With a new year come new rules and regulations. However, most of the pressing changes that businesses in Southwest Washington will have to contend with in 2015 did not go into effect on Jan. 1.
Yes, on the first day of the year, the minimum wage and workers compensation rates climbed, and new Affordable Care Act provisions went into effect, but those are incremental changes that most businesses know to watch for.
Business leaders and lawyers are still watching to learn the full impact of statewide crowdfunding rules that went into effect back in November. Additionally, labor law changes coming later this year could change which white-collar employees must be paid overtime. And when state administrators issue water- quality rules this year, there could be costly implications for a wide array of businesses.
Here are some of legal changes Southwest Washington businesses are contending with at the start of 2015 – and more changes that are coming in the months ahead:
As of Nov. 1, Washington companies seeking to raise $1 million or less have access to a new tool for accessing capital: equity crowdfunding.
“Crowdfunding” refers to the increasingly popular technique of using the power of the Internet to raise large sums of money. For example, Vancouver company ProtoPlant Inc. posted a proposal to raise a modest sum of $2,250 to fund a project to develop 3-D printed electronics. Backers who pledge as little as $15 are promised a sample of the company’s product once it has been manufactured.
But “equity” – or ownership – has never been a part of the equation. Selling part ownership in a company has historically been a cumbersome and costly process, requiring careful navigation of state Department of Financial Institution and federal Securities and Exchange Commission rules, says Mark Sampath, a Vancouver-based corporate attorney.
Companies would have to prepare risk disclosures, issue private placement memorandums and follow rigid guidelines when sharing information with potential investors, Sampath says. And rules requiring startups to only work with accredited investors – mostly with net worth in the millions – made it impossible for small investors to participate.
Now much of that red tape is gone, and small investors are allowed to get in on the game – though federal rules still apply.

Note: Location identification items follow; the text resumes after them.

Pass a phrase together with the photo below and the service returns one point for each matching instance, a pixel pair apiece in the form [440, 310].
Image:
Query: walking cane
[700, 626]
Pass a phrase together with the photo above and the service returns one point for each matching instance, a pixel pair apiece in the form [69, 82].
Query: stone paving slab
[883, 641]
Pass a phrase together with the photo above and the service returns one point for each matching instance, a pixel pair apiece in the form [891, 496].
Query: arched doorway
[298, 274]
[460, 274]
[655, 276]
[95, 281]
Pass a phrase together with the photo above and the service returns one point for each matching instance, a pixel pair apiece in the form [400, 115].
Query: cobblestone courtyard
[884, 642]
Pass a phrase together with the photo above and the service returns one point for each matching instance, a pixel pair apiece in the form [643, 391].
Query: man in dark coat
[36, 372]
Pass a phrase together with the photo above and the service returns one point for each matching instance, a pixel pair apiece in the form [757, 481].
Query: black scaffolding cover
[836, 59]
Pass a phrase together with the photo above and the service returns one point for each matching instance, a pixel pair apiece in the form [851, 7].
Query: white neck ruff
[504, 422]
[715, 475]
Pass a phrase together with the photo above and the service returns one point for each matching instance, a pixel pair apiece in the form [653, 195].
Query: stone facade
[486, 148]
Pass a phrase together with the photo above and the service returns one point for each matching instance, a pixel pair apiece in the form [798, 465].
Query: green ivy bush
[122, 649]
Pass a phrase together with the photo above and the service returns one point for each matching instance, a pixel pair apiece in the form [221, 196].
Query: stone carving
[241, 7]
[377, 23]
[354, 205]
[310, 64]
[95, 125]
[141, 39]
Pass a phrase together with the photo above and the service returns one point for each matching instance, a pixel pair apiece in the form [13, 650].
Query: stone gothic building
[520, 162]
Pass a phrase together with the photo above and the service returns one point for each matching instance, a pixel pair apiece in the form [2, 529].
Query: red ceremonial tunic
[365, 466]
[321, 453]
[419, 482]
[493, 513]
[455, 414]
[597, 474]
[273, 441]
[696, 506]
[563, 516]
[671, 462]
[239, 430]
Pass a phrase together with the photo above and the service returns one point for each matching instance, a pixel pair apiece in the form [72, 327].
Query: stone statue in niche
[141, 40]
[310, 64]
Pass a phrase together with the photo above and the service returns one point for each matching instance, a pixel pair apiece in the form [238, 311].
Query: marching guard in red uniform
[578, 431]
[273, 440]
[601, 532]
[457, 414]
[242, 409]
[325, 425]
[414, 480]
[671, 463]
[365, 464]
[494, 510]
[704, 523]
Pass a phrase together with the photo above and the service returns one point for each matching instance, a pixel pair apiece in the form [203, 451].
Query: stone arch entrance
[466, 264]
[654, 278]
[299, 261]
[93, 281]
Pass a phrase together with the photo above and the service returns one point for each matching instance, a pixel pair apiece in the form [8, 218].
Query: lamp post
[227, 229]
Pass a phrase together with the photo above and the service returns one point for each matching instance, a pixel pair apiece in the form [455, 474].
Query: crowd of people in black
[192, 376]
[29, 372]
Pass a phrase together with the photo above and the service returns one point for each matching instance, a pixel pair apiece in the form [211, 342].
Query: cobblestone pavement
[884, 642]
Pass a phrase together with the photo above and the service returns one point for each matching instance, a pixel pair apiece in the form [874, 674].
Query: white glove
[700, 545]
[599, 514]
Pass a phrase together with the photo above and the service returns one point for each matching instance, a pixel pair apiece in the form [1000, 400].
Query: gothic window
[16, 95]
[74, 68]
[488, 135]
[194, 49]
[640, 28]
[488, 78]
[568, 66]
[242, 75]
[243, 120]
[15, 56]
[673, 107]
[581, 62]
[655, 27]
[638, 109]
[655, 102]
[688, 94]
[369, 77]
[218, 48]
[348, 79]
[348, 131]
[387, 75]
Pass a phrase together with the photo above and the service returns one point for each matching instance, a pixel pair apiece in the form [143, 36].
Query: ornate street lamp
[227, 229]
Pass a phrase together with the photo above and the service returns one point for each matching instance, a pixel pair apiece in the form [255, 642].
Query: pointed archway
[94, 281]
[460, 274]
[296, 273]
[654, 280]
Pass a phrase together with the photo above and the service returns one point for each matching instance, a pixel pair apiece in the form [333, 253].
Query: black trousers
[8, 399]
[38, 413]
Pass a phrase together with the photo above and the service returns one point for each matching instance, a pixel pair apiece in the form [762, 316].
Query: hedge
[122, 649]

According to an analysis by Seattle startup attorney Joe Wallin, Washington companies that fill out the proper form and pay a $600 fee can raise up to $1 million through crowdfunding, and any citizen of the state can invest, though there are caps on how much each person can invest.
“This makes it a lot easier to raise money,” says Sampath.
President Barack Obama told the U.S. Department of Labor to modernize and streamline the overtime exemptions that apply to white collar workers, with recommendations due in February, says NIcole Tedrow, chief legal counsel of Washington trade group Associated Industries.
Federal rules currently require overtime pay for everyone earning less than $455 per 40-hour work week who meet a set of complex requirements.
Many expect that $455 per week minimum to change significantly.
“I don’t know exactly what ‘significantly’ means,” says Tedrow, adding that it’s possible that the job duties tests used to determine if an employee is exempt from receiving overtime could change.
“The Department of Labor will issue proposed rule changes and then employers will have the ability to comment,” Tedrow says. “Employers should definitely make their opinions heard. This could significantly increase the number of employees eligible for overtime.”
Gov. Jay Inslee’s proposal to tax carbon emissions is getting a lot of attention, but he faces an uphill legislative battle as Republicans take control of the state Senate. Instead, businesses should watch for the so-called “fish consumption” water quality emission standards – which will be coming out this year, regardless of politics, says Kriss Sjoblom, vice president of research at the Washington Research Council.
The question at the heart of the “fish consumption” issue may not seem to have anything to do with most businesses: How much fish do people eat, on average?
Right now, the state Ecology Department estimates that Washingtonians eat eight ounces of fish per month, on average, and that estimate guides water quality goals – pollution levels must be kept low enough so that eight ounces of fish per month is safe.
If the state raises its estimate of how much fish people eat, that will trigger stricter water quality restrictions that will affect a wide swath of businesses, Sjoblom says. River users will be affected, but so will companies involved in paving and construction.
Affordable Care Act
Bit by bit, the Affordable Care Act continues to introduce new rules that businesses must follow.
Starting this year, companies with 100 or more employees are expected to offer health insurance or to pay a fee of $2,000 per worker after the first 30 people on staff. Companies with 50 or more employees are also supposed to offer coverage this year, though they won’t face penalties until 2016.
But even small companies that are not required to offer health insurance are starting to feel the effects of the requirements, says Tedrow of Associated Industries. That’s because workers have learned they can increasingly change jobs to get coverage – which is putting new pressure on small companies to offer health care as a recruiting tool.
That’s a challenge for small businesses, which can’t always afford to offer health insurance plans, Tedrow says.